The pivot to business ideas in the second half is classic MFM format — rapid-fire, opinionated, and ranging from credible to deliberately weird. The Executive Clinic for Aesthetics idea (a concierge medical aesthetics practice targeting busy executives who want discretion) is actually well-reasoned. The Padel club idea captures something real about the sport's demographic momentum in the U.S. The Credit Card Agent and Homeownership app ideas are more speculative but show Ankur's pattern recognition for services where people currently pay too much for too little.

The episode is a good reminder that the most financially sophisticated MFM guests are often the ones who treat money as a system to be understood, not just accumulated. Ankur's willingness to name specific instruments and mechanics — not just concepts — is what separates this from the typical wealth conversation.

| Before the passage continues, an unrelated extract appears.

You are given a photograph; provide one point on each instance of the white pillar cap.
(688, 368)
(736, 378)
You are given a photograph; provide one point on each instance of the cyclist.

The question worth carrying is whether any of these tax strategies are actually accessible at your current net worth, or whether you need to build the asset base first.

Key Ideas

  • Direct indexing — owning individual stocks instead of ETF shares — allows tax-loss harvesting at the position level, producing after-tax alpha without changing your underlying market exposure.
  • The 'super backdoor Roth' and 'mega backdoor Roth' are legal IRS maneuvers that allow higher earners to contribute far more than standard Roth limits, but almost nobody's advisor proactively explains them.
  • Ankur's portfolio experiment: he ran his personal wealth like a fund with explicit investment theses and tracking systems, then measured whether his returns justified the complexity versus passive indexing.
  • The Executive Clinic for Aesthetics idea is premised on a real gap: high-income professionals want Botox and other aesthetic treatments but don't want to go to standard medspa environments where they might be recognized.
  • The Padel club idea leverages a simple demographic bet — the sport is popular among exactly the demographic (25-45 year old professionals) that is currently underserved by recreational sports options in most U.S. cities.

Worth Remembering

Ankur casually revealing that most financial advisors don't mention direct indexing because they make more money selling funds — a structural conflict of interest most clients never think about.
Sam's genuine reaction to the mega backdoor Roth mechanics: 'wait, this is totally legal?' — capturing the exact feeling most people have when they learn about it.
The Amish Farm Imports idea, which sounds absurd until Ankur explains the brand arbitrage: Amish-made furniture commands serious premiums with almost no existing direct-to-consumer distribution.
The moment Shaan pushes back on whether buying a sports team is actually a business idea or just Ankur wanting to buy a sports team — and the answer is a little of both.